Six months after Islamic State militants overtook Mosul, northern Iraq's second largest Christian city, citizens are left suffering from a lack of clean water, proper heating, and a shortage of medicine.
In June, ISIS militants invaded the city and large areas of Iraq and Syria in June, forcing Iraqi forces to flee and promising a new, "better" life under an Islamic caliphate.
However, government officials and residents of Mosul paint a far darker picture of life under ISIS rule.
"The economic conditions in ISIL-held territory, including Mosul, have deteriorated since ISIL's offensive in June," writes Jen Psaki, spokesperson for the US Department of State.
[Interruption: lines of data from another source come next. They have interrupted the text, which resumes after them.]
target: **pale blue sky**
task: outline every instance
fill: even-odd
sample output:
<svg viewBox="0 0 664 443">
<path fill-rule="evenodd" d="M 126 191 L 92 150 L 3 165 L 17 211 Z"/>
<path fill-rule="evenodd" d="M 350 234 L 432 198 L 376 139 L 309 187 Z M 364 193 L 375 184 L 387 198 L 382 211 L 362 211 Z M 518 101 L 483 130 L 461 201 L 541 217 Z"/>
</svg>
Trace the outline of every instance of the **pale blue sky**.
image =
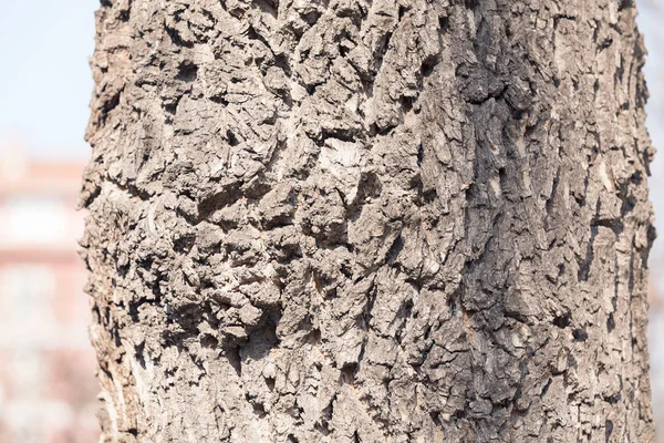
<svg viewBox="0 0 664 443">
<path fill-rule="evenodd" d="M 0 0 L 0 147 L 85 157 L 98 0 Z"/>
</svg>

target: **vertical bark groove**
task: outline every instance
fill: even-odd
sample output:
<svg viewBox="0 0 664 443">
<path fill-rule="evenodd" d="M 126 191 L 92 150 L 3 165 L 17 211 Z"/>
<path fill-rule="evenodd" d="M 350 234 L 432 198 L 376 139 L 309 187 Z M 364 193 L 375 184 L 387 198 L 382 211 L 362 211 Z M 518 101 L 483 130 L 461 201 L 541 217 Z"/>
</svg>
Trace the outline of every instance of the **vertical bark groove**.
<svg viewBox="0 0 664 443">
<path fill-rule="evenodd" d="M 102 2 L 104 439 L 651 441 L 635 14 Z"/>
</svg>

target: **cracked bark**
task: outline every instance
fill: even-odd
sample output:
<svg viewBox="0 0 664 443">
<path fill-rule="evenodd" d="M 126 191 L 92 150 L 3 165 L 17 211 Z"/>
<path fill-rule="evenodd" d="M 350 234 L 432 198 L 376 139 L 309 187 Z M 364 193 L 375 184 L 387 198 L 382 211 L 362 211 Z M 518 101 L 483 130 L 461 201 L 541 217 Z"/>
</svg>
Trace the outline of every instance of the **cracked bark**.
<svg viewBox="0 0 664 443">
<path fill-rule="evenodd" d="M 652 441 L 635 14 L 103 1 L 104 441 Z"/>
</svg>

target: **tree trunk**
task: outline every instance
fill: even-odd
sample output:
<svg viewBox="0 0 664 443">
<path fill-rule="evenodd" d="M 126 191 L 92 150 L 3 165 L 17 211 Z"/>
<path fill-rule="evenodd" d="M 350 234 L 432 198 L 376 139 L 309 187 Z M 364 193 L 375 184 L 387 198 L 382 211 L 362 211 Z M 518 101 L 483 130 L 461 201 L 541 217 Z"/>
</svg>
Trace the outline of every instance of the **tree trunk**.
<svg viewBox="0 0 664 443">
<path fill-rule="evenodd" d="M 104 441 L 652 441 L 635 14 L 102 0 Z"/>
</svg>

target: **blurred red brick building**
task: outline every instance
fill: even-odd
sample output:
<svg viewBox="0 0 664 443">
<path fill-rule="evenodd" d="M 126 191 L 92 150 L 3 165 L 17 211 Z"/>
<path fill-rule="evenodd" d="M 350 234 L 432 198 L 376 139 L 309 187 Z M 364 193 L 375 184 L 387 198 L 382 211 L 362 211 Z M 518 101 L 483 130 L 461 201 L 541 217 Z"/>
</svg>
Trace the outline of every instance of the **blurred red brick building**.
<svg viewBox="0 0 664 443">
<path fill-rule="evenodd" d="M 0 153 L 0 443 L 97 440 L 82 169 Z"/>
</svg>

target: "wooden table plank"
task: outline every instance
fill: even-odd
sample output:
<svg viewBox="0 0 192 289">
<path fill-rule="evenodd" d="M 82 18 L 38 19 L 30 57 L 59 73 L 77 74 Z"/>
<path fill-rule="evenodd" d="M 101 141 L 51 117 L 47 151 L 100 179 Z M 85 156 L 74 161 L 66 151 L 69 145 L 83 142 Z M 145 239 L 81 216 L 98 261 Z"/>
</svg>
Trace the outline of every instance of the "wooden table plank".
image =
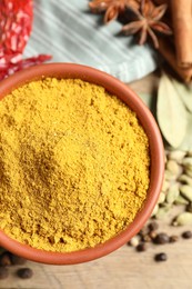
<svg viewBox="0 0 192 289">
<path fill-rule="evenodd" d="M 138 92 L 156 88 L 158 73 L 131 83 Z M 174 215 L 174 212 L 172 212 Z M 179 235 L 183 228 L 169 225 L 171 219 L 160 221 L 160 231 Z M 184 230 L 192 229 L 190 226 Z M 164 251 L 169 259 L 156 263 L 154 253 Z M 28 262 L 34 271 L 30 280 L 16 277 L 19 267 L 10 269 L 8 280 L 0 281 L 0 288 L 24 289 L 191 289 L 192 288 L 192 239 L 162 246 L 149 245 L 145 252 L 137 252 L 129 246 L 101 259 L 74 266 L 48 266 Z"/>
</svg>

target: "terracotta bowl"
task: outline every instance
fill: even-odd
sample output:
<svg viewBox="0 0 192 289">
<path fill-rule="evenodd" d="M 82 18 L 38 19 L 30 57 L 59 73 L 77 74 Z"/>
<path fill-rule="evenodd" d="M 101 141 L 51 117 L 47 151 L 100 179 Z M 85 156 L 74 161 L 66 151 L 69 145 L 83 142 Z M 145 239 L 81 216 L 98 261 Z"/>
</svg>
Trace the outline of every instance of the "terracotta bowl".
<svg viewBox="0 0 192 289">
<path fill-rule="evenodd" d="M 124 101 L 133 111 L 143 126 L 150 141 L 151 176 L 150 188 L 142 210 L 137 215 L 133 222 L 117 237 L 94 248 L 74 252 L 49 252 L 31 248 L 9 238 L 0 231 L 0 246 L 7 250 L 32 261 L 52 265 L 72 265 L 87 262 L 103 257 L 128 242 L 144 226 L 150 218 L 158 201 L 164 171 L 164 149 L 158 124 L 150 110 L 142 100 L 127 84 L 99 70 L 72 63 L 51 63 L 36 66 L 7 78 L 0 82 L 0 99 L 11 90 L 26 82 L 41 79 L 42 77 L 79 78 L 91 83 L 104 87 L 109 92 Z"/>
</svg>

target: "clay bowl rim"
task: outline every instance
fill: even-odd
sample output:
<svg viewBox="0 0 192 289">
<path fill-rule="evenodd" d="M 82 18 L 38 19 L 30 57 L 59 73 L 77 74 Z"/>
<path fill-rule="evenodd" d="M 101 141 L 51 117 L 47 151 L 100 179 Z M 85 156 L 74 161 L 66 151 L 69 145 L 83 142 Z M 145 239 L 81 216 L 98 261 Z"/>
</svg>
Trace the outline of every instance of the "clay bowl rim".
<svg viewBox="0 0 192 289">
<path fill-rule="evenodd" d="M 3 96 L 19 86 L 32 80 L 41 79 L 42 77 L 79 78 L 104 87 L 109 92 L 123 100 L 133 111 L 135 111 L 150 141 L 151 177 L 146 200 L 133 222 L 114 238 L 94 248 L 80 251 L 50 252 L 22 245 L 17 240 L 9 238 L 0 230 L 0 245 L 12 253 L 26 259 L 50 265 L 73 265 L 91 261 L 103 257 L 127 243 L 137 232 L 139 232 L 150 218 L 158 201 L 163 181 L 164 149 L 161 133 L 151 111 L 129 86 L 105 72 L 82 64 L 62 62 L 39 64 L 17 72 L 0 82 L 0 100 Z"/>
</svg>

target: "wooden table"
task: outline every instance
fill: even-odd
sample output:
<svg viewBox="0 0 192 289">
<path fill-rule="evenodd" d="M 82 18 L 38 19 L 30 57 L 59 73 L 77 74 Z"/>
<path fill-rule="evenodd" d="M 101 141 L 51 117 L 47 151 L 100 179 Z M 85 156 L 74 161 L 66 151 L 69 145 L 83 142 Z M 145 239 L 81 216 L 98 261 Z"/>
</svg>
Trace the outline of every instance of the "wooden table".
<svg viewBox="0 0 192 289">
<path fill-rule="evenodd" d="M 153 73 L 131 83 L 138 92 L 149 92 L 158 86 Z M 174 215 L 174 212 L 172 212 Z M 170 218 L 160 222 L 160 230 L 179 235 L 190 227 L 174 228 Z M 154 253 L 166 252 L 168 261 L 156 263 Z M 124 246 L 111 255 L 75 266 L 48 266 L 34 262 L 27 265 L 34 271 L 30 280 L 16 277 L 19 267 L 10 268 L 10 277 L 0 281 L 0 288 L 33 289 L 191 289 L 192 288 L 192 239 L 180 237 L 176 243 L 152 246 L 144 252 Z"/>
</svg>

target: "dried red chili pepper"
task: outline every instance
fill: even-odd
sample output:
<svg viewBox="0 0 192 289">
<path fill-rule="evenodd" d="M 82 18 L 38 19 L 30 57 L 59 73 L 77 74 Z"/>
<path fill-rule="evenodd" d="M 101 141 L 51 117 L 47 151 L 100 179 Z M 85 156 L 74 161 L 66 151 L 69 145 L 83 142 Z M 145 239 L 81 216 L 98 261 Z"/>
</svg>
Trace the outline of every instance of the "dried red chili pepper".
<svg viewBox="0 0 192 289">
<path fill-rule="evenodd" d="M 22 60 L 33 21 L 32 0 L 0 0 L 0 80 L 23 68 L 44 62 L 51 56 Z"/>
</svg>

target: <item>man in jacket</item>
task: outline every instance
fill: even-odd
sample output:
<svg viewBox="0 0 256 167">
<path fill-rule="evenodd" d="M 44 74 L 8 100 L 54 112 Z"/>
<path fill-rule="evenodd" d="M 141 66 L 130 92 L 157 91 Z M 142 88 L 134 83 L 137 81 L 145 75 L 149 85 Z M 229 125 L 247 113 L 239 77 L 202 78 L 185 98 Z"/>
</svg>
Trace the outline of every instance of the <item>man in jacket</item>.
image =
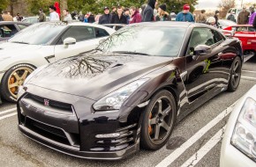
<svg viewBox="0 0 256 167">
<path fill-rule="evenodd" d="M 193 15 L 189 11 L 190 6 L 184 4 L 183 6 L 183 11 L 177 13 L 176 21 L 184 21 L 184 22 L 194 22 Z"/>
<path fill-rule="evenodd" d="M 10 14 L 8 14 L 7 11 L 4 11 L 2 17 L 4 21 L 13 21 L 13 18 Z"/>
<path fill-rule="evenodd" d="M 142 14 L 143 22 L 154 21 L 154 9 L 156 6 L 156 4 L 157 4 L 156 0 L 148 0 L 147 5 L 146 6 Z"/>
<path fill-rule="evenodd" d="M 196 17 L 196 22 L 197 23 L 207 23 L 206 10 L 202 10 L 201 13 L 200 13 L 199 16 Z"/>
<path fill-rule="evenodd" d="M 39 10 L 39 18 L 38 18 L 39 22 L 45 22 L 46 21 L 46 16 L 42 11 L 42 9 Z"/>
<path fill-rule="evenodd" d="M 236 18 L 235 18 L 235 16 L 234 16 L 234 11 L 231 11 L 230 16 L 227 18 L 227 20 L 230 20 L 230 21 L 236 22 Z"/>
<path fill-rule="evenodd" d="M 104 7 L 104 14 L 99 18 L 99 25 L 110 24 L 111 15 L 109 14 L 109 8 Z"/>
<path fill-rule="evenodd" d="M 243 11 L 238 14 L 237 24 L 238 25 L 246 25 L 249 21 L 250 12 L 246 11 L 246 7 L 243 7 Z"/>
<path fill-rule="evenodd" d="M 117 14 L 115 14 L 112 16 L 111 18 L 111 24 L 123 24 L 123 25 L 126 25 L 127 24 L 127 19 L 126 17 L 123 14 L 123 8 L 122 6 L 118 6 L 117 7 Z M 116 28 L 116 30 L 120 29 L 121 27 L 117 27 Z"/>
<path fill-rule="evenodd" d="M 130 24 L 141 22 L 141 16 L 139 14 L 139 11 L 136 9 L 135 6 L 132 6 L 130 8 L 130 12 L 132 15 L 132 18 L 130 19 Z"/>
</svg>

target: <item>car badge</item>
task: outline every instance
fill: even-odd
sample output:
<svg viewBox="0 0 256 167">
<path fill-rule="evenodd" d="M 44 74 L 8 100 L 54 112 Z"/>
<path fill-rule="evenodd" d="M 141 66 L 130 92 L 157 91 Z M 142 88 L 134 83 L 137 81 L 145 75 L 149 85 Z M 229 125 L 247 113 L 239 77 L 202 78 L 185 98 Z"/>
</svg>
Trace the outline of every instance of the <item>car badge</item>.
<svg viewBox="0 0 256 167">
<path fill-rule="evenodd" d="M 49 100 L 44 99 L 44 105 L 49 106 Z"/>
</svg>

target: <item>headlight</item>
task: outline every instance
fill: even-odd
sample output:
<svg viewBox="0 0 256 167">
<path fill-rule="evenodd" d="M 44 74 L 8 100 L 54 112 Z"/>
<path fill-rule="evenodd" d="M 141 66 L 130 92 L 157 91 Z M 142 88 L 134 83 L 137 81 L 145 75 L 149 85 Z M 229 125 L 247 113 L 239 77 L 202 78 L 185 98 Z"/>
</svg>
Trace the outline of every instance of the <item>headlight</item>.
<svg viewBox="0 0 256 167">
<path fill-rule="evenodd" d="M 34 71 L 33 71 L 24 81 L 23 85 L 26 85 L 27 82 L 37 73 L 39 73 L 42 69 L 44 69 L 47 65 L 41 66 L 37 68 Z"/>
<path fill-rule="evenodd" d="M 256 162 L 256 101 L 248 98 L 237 121 L 231 143 Z"/>
<path fill-rule="evenodd" d="M 94 105 L 96 111 L 119 110 L 123 103 L 148 78 L 134 81 L 105 96 Z"/>
</svg>

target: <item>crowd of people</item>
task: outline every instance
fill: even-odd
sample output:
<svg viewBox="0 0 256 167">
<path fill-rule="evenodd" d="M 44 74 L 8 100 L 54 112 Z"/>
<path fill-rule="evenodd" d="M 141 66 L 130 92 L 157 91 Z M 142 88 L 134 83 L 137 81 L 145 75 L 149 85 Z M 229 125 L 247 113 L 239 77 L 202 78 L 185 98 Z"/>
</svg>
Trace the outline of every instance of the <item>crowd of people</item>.
<svg viewBox="0 0 256 167">
<path fill-rule="evenodd" d="M 103 14 L 99 14 L 96 16 L 92 14 L 92 12 L 83 14 L 82 11 L 79 11 L 79 13 L 77 11 L 72 11 L 72 13 L 70 13 L 68 9 L 63 10 L 61 13 L 57 2 L 56 2 L 54 5 L 50 5 L 49 9 L 50 21 L 79 20 L 86 23 L 97 22 L 99 25 L 128 25 L 139 22 L 172 20 L 170 14 L 167 11 L 166 4 L 158 4 L 157 0 L 148 0 L 148 3 L 147 4 L 143 4 L 140 8 L 137 8 L 135 6 L 131 6 L 130 8 L 124 8 L 123 6 L 113 6 L 111 8 L 111 11 L 108 6 L 105 6 L 103 8 Z M 183 11 L 177 13 L 175 20 L 183 22 L 204 23 L 218 27 L 218 20 L 220 15 L 219 11 L 215 11 L 215 16 L 207 18 L 205 10 L 201 10 L 200 13 L 195 16 L 190 12 L 190 9 L 191 8 L 189 4 L 184 4 L 183 6 Z M 256 17 L 256 11 L 254 8 L 250 8 L 249 12 L 247 11 L 246 7 L 243 7 L 243 11 L 237 16 L 237 20 L 236 20 L 236 17 L 234 14 L 235 13 L 231 11 L 227 19 L 237 22 L 238 25 L 249 24 L 253 25 L 253 26 L 256 27 L 256 19 L 254 19 Z M 19 13 L 18 13 L 15 17 L 15 19 L 17 21 L 21 21 L 22 18 L 23 18 L 19 15 Z M 0 15 L 0 21 L 2 20 L 13 21 L 13 18 L 12 16 L 11 16 L 10 12 L 3 11 L 2 15 Z M 46 14 L 41 9 L 39 10 L 38 21 L 46 21 Z"/>
</svg>

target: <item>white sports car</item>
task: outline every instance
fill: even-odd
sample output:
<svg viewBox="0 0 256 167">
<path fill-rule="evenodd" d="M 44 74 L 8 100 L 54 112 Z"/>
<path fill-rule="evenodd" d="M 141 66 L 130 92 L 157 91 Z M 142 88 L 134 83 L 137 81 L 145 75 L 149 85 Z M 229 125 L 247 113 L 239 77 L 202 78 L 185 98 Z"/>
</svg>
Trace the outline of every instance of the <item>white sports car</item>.
<svg viewBox="0 0 256 167">
<path fill-rule="evenodd" d="M 221 167 L 256 166 L 256 85 L 235 105 L 222 143 Z"/>
<path fill-rule="evenodd" d="M 14 102 L 18 88 L 36 68 L 95 48 L 115 30 L 100 25 L 39 23 L 0 44 L 0 95 Z"/>
</svg>

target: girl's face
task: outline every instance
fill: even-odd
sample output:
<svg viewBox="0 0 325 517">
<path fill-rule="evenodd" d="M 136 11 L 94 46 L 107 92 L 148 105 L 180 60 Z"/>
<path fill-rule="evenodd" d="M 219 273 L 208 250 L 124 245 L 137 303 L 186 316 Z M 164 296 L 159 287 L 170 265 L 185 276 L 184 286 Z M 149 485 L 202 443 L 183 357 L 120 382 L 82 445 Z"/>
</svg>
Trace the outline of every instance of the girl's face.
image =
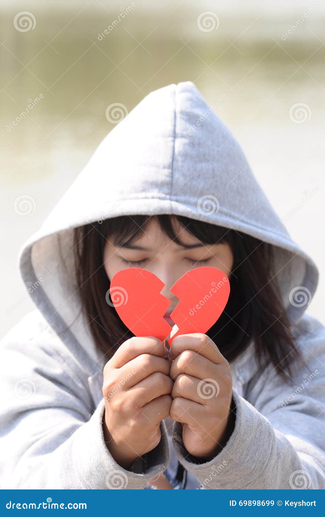
<svg viewBox="0 0 325 517">
<path fill-rule="evenodd" d="M 216 267 L 229 276 L 234 256 L 228 244 L 203 244 L 177 220 L 175 234 L 184 246 L 171 240 L 154 220 L 141 230 L 131 243 L 117 247 L 109 237 L 105 244 L 103 263 L 110 281 L 118 271 L 129 267 L 140 267 L 154 273 L 165 284 L 161 293 L 171 303 L 165 319 L 172 323 L 168 315 L 178 302 L 169 290 L 183 275 L 202 266 Z"/>
</svg>

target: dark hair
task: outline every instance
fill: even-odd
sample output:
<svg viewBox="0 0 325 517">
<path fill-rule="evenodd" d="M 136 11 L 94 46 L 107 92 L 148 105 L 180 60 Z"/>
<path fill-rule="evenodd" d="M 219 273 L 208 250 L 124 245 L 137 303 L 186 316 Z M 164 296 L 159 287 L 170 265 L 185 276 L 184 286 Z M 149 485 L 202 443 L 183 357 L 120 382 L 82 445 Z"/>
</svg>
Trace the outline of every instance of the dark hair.
<svg viewBox="0 0 325 517">
<path fill-rule="evenodd" d="M 261 369 L 271 362 L 288 381 L 295 361 L 302 357 L 293 341 L 277 282 L 271 281 L 275 274 L 273 247 L 234 230 L 179 216 L 123 216 L 74 230 L 76 282 L 83 310 L 95 343 L 107 360 L 133 334 L 106 302 L 110 280 L 103 265 L 104 246 L 106 239 L 114 238 L 117 245 L 136 239 L 153 218 L 178 244 L 183 243 L 175 233 L 173 218 L 204 244 L 229 244 L 234 258 L 230 294 L 224 312 L 207 334 L 230 363 L 253 340 Z"/>
</svg>

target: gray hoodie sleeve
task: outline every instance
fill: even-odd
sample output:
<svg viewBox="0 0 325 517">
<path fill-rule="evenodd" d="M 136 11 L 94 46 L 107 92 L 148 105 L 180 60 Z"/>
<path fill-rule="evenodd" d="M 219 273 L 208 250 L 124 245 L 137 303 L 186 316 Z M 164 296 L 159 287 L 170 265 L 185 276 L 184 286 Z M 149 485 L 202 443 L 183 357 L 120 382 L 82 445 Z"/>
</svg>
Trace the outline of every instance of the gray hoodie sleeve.
<svg viewBox="0 0 325 517">
<path fill-rule="evenodd" d="M 181 425 L 174 424 L 176 454 L 202 488 L 325 489 L 324 342 L 323 327 L 301 341 L 309 369 L 300 369 L 291 385 L 267 369 L 250 387 L 254 406 L 233 389 L 235 428 L 211 461 L 189 454 Z"/>
<path fill-rule="evenodd" d="M 135 462 L 133 472 L 122 468 L 104 440 L 103 400 L 92 411 L 87 372 L 71 369 L 68 351 L 53 342 L 49 347 L 42 337 L 2 347 L 1 488 L 144 489 L 169 462 L 163 422 L 160 443 L 145 461 Z"/>
</svg>

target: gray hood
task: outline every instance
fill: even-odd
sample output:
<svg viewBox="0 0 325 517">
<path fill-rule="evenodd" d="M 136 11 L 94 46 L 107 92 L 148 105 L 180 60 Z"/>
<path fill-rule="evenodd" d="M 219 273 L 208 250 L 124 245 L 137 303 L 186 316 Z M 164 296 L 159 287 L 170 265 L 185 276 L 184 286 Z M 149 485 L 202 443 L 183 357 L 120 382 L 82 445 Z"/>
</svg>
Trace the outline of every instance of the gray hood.
<svg viewBox="0 0 325 517">
<path fill-rule="evenodd" d="M 66 274 L 73 268 L 72 229 L 118 216 L 162 214 L 234 229 L 273 245 L 272 281 L 289 317 L 300 318 L 316 290 L 316 266 L 292 240 L 240 146 L 195 85 L 171 84 L 146 97 L 104 139 L 20 252 L 33 301 L 71 351 L 78 347 L 80 359 L 96 352 L 86 323 L 76 317 L 73 275 Z"/>
</svg>

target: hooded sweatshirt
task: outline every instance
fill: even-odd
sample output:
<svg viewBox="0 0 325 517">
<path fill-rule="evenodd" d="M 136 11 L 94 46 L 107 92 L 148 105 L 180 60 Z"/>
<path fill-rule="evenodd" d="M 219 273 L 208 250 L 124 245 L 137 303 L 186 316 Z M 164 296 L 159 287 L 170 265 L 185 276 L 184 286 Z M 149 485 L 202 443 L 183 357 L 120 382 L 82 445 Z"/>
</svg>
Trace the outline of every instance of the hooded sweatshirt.
<svg viewBox="0 0 325 517">
<path fill-rule="evenodd" d="M 80 311 L 73 229 L 119 216 L 163 214 L 273 245 L 271 281 L 308 368 L 285 384 L 272 365 L 259 368 L 251 345 L 231 366 L 236 421 L 222 451 L 208 462 L 194 460 L 181 424 L 167 432 L 163 421 L 159 445 L 127 470 L 104 440 L 105 360 Z M 325 489 L 325 331 L 304 314 L 317 269 L 192 83 L 152 92 L 115 127 L 25 243 L 19 264 L 36 308 L 1 343 L 2 488 L 144 489 L 165 472 L 175 488 Z M 180 464 L 181 485 L 175 481 Z"/>
</svg>

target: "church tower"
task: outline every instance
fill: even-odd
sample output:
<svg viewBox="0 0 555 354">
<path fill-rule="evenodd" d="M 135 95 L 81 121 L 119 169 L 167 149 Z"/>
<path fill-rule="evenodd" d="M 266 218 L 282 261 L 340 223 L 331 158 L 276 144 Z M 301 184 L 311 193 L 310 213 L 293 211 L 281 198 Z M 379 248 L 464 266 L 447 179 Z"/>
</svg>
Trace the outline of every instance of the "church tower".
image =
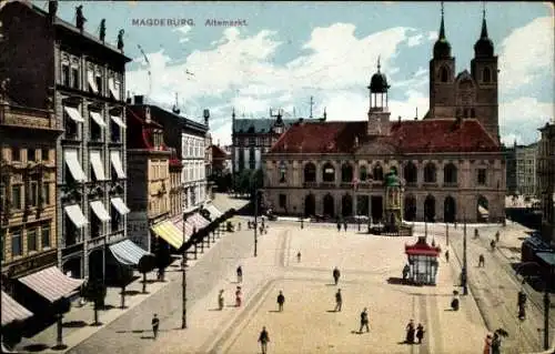
<svg viewBox="0 0 555 354">
<path fill-rule="evenodd" d="M 377 58 L 377 72 L 370 80 L 370 110 L 369 125 L 366 133 L 369 135 L 389 135 L 390 134 L 390 110 L 387 108 L 387 78 L 381 72 L 380 58 Z"/>
<path fill-rule="evenodd" d="M 425 118 L 455 117 L 455 58 L 451 57 L 443 17 L 442 2 L 440 36 L 434 44 L 434 57 L 430 60 L 430 112 Z"/>
<path fill-rule="evenodd" d="M 494 54 L 493 42 L 487 37 L 485 3 L 482 13 L 482 31 L 474 44 L 474 59 L 471 61 L 471 74 L 477 83 L 476 118 L 500 141 L 497 57 Z"/>
</svg>

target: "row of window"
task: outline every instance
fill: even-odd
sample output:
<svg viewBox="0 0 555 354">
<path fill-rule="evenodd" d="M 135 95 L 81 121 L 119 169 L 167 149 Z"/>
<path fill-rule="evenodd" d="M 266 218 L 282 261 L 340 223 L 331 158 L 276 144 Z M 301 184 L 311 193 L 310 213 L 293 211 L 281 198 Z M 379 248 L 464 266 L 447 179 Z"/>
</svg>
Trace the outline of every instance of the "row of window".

"Electricity provision has declined, fuel and food prices have spiked, clean water is in short supply, and trade and local commerce have been disrupted," she added. "Many government workers have also been unable to collect their salaries, and ISIL routinely taxes and extorts funds from households and businesses," she added.
"The impression given in IS propaganda is a group offering a better quality of life than before that is also more just for locals," said Aymenn al-Tamimi, an expert on jihadist organizations, according to the Daily Star.
But "the hardships of the locals certainly undermine IS claims to be a state meeting the needs of the people and offering them real security," he said.
One of the largest problems to develop under ISIS rule is the "disruption of water treatment stations," or the lack of clean water.
"The biggest and most dangerous problem now is because of our harsh circumstances and the absence of services," said Abu Ali, a citizens of east Mosul whose wife is currently sick due to the contaminated water.
A water treatment official in Mosul explained that most government employees skilled at basic services were forced to flee the country after ISIS invaded.
"Treatment stations are old and the water distribution networks are damaged," he said, adding that there was now a shortage of workers as well.
Mosul General Hospital is reportedly overrun with patients afflicted with stomach and intestinal infections and hepatitis due to the contaminated water--but there are no supplies left to treat them.
"Communication with government institutions has been cut and we have not received any budget to allow the provision of the medicines we need," said an official in the Ninveh provincial health department.
Umm Mohammed, a resident of west Mosul who brought her 10-year-old son to Republican Hospital for treatment, said: "There is a major shortage of medicine needed to treat these sick people.
"The roads are closed and Mosul has turned into a big prison that we can't leave," she said.
Life in the city is deteriorating for its residents at a terrifying rate, says a man who recently fled Mosul for Irbil. Citizens are forced to rely on local generators for their electricity, and the oil they are forced to use is of poor quality and ruins the engines it is used to power.
"My people cannot live this way for much longer," he said.
"ISIS promised us heaven, but they brought a living hell. I was one of the people who hated [Nouri al-Maliki's] army, but now I would like the Iraqi army to come back," he says. "People in Mosul would welcome them. Anybody would be better than Isis, even the Israelis. We are dying."